Her mother seemed to stiffen a bit, but nonetheless pressed a kiss to the side of Alinua’s head. “Get some rest then, sweetie. Now’s a good time, since your sister is finally napping.”
“Alright,” said Alinua, laying down on the bed. “I’ll just wait here with you until she wakes back up.”
Alinua rolled over in her blankets and scrubbed at her eyes. A voice in the back of her mind rose unbidden, one that whispered, “You could go back now. There’s nothing stopping you. Your magic’s under control. You won’t hurt anyone. At least, not this time.”

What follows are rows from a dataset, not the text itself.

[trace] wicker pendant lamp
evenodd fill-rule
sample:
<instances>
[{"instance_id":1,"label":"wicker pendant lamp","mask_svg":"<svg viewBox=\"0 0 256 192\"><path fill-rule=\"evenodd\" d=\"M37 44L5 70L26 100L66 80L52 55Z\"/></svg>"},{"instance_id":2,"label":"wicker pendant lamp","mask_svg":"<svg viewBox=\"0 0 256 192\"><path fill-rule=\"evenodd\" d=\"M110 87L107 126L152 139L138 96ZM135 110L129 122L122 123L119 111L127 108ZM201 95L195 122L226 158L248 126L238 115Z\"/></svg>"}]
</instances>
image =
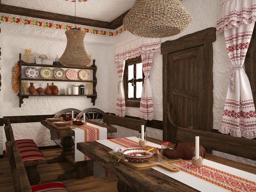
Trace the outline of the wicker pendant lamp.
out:
<instances>
[{"instance_id":1,"label":"wicker pendant lamp","mask_svg":"<svg viewBox=\"0 0 256 192\"><path fill-rule=\"evenodd\" d=\"M83 43L83 39L85 36L85 31L74 28L66 31L65 34L67 37L67 45L64 53L59 58L59 62L65 66L89 67L91 60L87 55L85 48Z\"/></svg>"},{"instance_id":2,"label":"wicker pendant lamp","mask_svg":"<svg viewBox=\"0 0 256 192\"><path fill-rule=\"evenodd\" d=\"M161 38L178 34L191 20L179 0L135 0L123 23L136 35Z\"/></svg>"}]
</instances>

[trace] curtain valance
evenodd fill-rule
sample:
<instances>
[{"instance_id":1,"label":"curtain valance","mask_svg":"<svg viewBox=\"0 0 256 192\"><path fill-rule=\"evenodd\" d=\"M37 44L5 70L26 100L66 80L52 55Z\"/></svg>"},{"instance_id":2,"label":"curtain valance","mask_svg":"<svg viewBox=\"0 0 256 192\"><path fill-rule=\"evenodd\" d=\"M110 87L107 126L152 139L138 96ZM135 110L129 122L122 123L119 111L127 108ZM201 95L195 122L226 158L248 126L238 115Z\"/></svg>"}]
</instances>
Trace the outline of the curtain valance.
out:
<instances>
[{"instance_id":1,"label":"curtain valance","mask_svg":"<svg viewBox=\"0 0 256 192\"><path fill-rule=\"evenodd\" d=\"M255 0L225 0L220 6L216 33L219 34L233 26L240 27L256 20Z\"/></svg>"},{"instance_id":2,"label":"curtain valance","mask_svg":"<svg viewBox=\"0 0 256 192\"><path fill-rule=\"evenodd\" d=\"M136 37L117 45L115 53L115 63L139 56L146 53L159 51L161 49L159 38Z\"/></svg>"}]
</instances>

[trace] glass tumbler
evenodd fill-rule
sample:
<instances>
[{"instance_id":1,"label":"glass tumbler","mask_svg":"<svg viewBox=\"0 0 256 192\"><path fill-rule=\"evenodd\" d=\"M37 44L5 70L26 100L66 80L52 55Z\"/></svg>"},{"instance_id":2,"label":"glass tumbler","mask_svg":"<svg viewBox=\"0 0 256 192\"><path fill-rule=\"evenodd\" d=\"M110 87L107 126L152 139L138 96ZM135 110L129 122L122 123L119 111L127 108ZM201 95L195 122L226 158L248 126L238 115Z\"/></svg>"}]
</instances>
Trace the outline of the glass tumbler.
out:
<instances>
[{"instance_id":1,"label":"glass tumbler","mask_svg":"<svg viewBox=\"0 0 256 192\"><path fill-rule=\"evenodd\" d=\"M192 165L193 167L202 167L203 159L203 151L202 148L199 148L199 158L195 158L195 147L192 147Z\"/></svg>"},{"instance_id":2,"label":"glass tumbler","mask_svg":"<svg viewBox=\"0 0 256 192\"><path fill-rule=\"evenodd\" d=\"M163 160L163 150L162 149L157 150L157 160L158 161L162 161Z\"/></svg>"},{"instance_id":3,"label":"glass tumbler","mask_svg":"<svg viewBox=\"0 0 256 192\"><path fill-rule=\"evenodd\" d=\"M146 145L147 144L147 134L144 133L144 139L142 138L141 133L139 134L139 146L143 147Z\"/></svg>"}]
</instances>

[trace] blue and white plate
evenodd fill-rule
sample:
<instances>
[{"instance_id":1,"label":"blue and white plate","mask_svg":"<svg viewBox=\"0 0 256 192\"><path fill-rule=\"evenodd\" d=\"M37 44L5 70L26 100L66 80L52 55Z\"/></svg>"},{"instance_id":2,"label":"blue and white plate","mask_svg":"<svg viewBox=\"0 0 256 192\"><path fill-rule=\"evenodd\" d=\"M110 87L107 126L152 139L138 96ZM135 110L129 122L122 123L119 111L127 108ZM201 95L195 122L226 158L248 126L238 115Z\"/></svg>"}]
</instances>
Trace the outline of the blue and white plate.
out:
<instances>
[{"instance_id":1,"label":"blue and white plate","mask_svg":"<svg viewBox=\"0 0 256 192\"><path fill-rule=\"evenodd\" d=\"M57 68L54 70L53 76L57 79L62 79L66 76L66 73L62 69Z\"/></svg>"},{"instance_id":2,"label":"blue and white plate","mask_svg":"<svg viewBox=\"0 0 256 192\"><path fill-rule=\"evenodd\" d=\"M29 78L34 79L39 75L39 71L34 67L29 67L26 69L25 74Z\"/></svg>"}]
</instances>

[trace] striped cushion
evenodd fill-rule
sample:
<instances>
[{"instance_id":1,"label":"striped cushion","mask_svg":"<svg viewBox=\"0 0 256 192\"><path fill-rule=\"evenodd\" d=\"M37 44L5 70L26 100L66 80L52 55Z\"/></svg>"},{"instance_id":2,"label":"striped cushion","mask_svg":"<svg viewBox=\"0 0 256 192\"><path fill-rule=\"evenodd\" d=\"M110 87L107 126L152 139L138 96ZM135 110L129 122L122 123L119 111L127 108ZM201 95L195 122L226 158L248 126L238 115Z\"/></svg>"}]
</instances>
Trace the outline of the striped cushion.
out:
<instances>
[{"instance_id":1,"label":"striped cushion","mask_svg":"<svg viewBox=\"0 0 256 192\"><path fill-rule=\"evenodd\" d=\"M111 136L109 136L109 135L107 135L107 139L115 139L114 137L111 137Z\"/></svg>"},{"instance_id":2,"label":"striped cushion","mask_svg":"<svg viewBox=\"0 0 256 192\"><path fill-rule=\"evenodd\" d=\"M31 187L33 192L68 192L62 183L55 182L41 184Z\"/></svg>"},{"instance_id":3,"label":"striped cushion","mask_svg":"<svg viewBox=\"0 0 256 192\"><path fill-rule=\"evenodd\" d=\"M16 142L23 163L47 161L32 139L18 140L16 140Z\"/></svg>"}]
</instances>

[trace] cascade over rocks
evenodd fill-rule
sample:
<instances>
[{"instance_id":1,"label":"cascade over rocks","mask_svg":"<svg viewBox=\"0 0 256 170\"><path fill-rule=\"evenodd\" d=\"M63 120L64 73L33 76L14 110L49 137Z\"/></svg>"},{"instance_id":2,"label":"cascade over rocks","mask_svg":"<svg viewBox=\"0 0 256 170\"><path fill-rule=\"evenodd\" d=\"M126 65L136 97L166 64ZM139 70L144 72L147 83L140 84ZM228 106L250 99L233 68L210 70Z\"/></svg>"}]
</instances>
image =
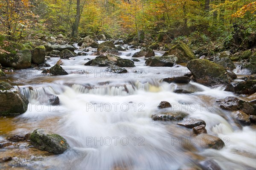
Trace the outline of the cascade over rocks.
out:
<instances>
[{"instance_id":1,"label":"cascade over rocks","mask_svg":"<svg viewBox=\"0 0 256 170\"><path fill-rule=\"evenodd\" d=\"M154 52L152 49L143 47L141 50L135 53L133 56L133 57L150 57L154 56Z\"/></svg>"},{"instance_id":2,"label":"cascade over rocks","mask_svg":"<svg viewBox=\"0 0 256 170\"><path fill-rule=\"evenodd\" d=\"M223 67L206 59L195 59L189 61L187 67L195 81L208 86L227 84L233 78Z\"/></svg>"}]
</instances>

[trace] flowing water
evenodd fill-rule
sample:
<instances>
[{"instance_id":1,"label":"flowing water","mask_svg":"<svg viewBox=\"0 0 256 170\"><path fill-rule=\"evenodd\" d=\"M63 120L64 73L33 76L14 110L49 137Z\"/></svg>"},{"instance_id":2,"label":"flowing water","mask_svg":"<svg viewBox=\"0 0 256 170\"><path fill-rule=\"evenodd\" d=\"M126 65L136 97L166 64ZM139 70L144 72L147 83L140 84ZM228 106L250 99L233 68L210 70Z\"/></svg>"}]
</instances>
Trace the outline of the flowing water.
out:
<instances>
[{"instance_id":1,"label":"flowing water","mask_svg":"<svg viewBox=\"0 0 256 170\"><path fill-rule=\"evenodd\" d=\"M256 168L255 129L240 127L232 113L221 110L215 103L234 94L224 91L222 86L210 88L192 82L189 84L196 92L174 93L177 85L161 79L182 76L189 72L187 68L179 65L145 66L143 57L134 62L136 67L126 68L128 74L111 74L104 71L106 68L84 66L95 57L91 55L95 49L90 50L87 56L62 60L68 75L46 75L33 68L10 75L15 88L30 104L23 114L0 118L0 139L43 128L64 136L71 147L63 154L42 156L22 169L177 169L209 159L223 169ZM119 56L131 59L139 50L123 51ZM58 60L52 58L47 62L52 66ZM47 93L58 96L61 105L41 103ZM186 112L188 117L204 120L207 133L221 137L226 146L219 150L203 149L189 140L193 135L191 130L175 122L152 120L151 116L163 100L172 105L172 109ZM0 157L18 157L26 149L1 149ZM1 166L8 169L12 165Z\"/></svg>"}]
</instances>

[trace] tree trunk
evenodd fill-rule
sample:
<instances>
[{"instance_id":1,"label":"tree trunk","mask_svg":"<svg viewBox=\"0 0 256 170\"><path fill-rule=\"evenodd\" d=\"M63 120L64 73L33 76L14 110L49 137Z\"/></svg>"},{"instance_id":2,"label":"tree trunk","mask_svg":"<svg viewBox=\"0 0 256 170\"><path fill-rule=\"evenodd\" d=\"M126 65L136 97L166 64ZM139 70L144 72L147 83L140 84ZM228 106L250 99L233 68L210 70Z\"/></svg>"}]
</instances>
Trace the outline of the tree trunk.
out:
<instances>
[{"instance_id":1,"label":"tree trunk","mask_svg":"<svg viewBox=\"0 0 256 170\"><path fill-rule=\"evenodd\" d=\"M204 4L204 9L207 12L209 11L210 5L210 0L205 0L205 3Z\"/></svg>"},{"instance_id":2,"label":"tree trunk","mask_svg":"<svg viewBox=\"0 0 256 170\"><path fill-rule=\"evenodd\" d=\"M75 23L72 27L72 32L71 32L71 37L75 37L77 36L78 32L78 26L80 18L80 0L76 0L76 15Z\"/></svg>"}]
</instances>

But another part remembered how, when she’d learned she was a chimera bomb, the first thing that rose to mind was the image of her mother and baby sister, and the countless times she’d used healing magic. That magic that was probably just slow poison.
Alinua ran pretty quickly after that.
She had no way of knowing what had happened, if anything had gone wrong, and if so, how much and to whom. And yet, she thought, even if she did know for a fact that no one got hurt, even with her magic flowing naturally as moving her hand, even with complete control… would she really want to go back?
She wouldn’t bring it up, she decided. There were more important things to do right now, and a freedom she’d never thought she’d have lay in front of her. She shouldn’t dwell on a past steeped in loss and lack of control. Not when, above all odds, things were actually going… well, not right, but at least not as horrible as she’d felt they were some hours before. Kendal was alright. Everyone was alright.
She hadn’t hurt anyone.
Yet, even as she drifted off to sleep, the image of faces she hadn’t seen in more than ten years filled her mind. “I’ll never know,” she thought, “if I… well.” The cozy bedroom, the nightstand with daffodils on it, the new cradle in the corner. “If I destroyed that.”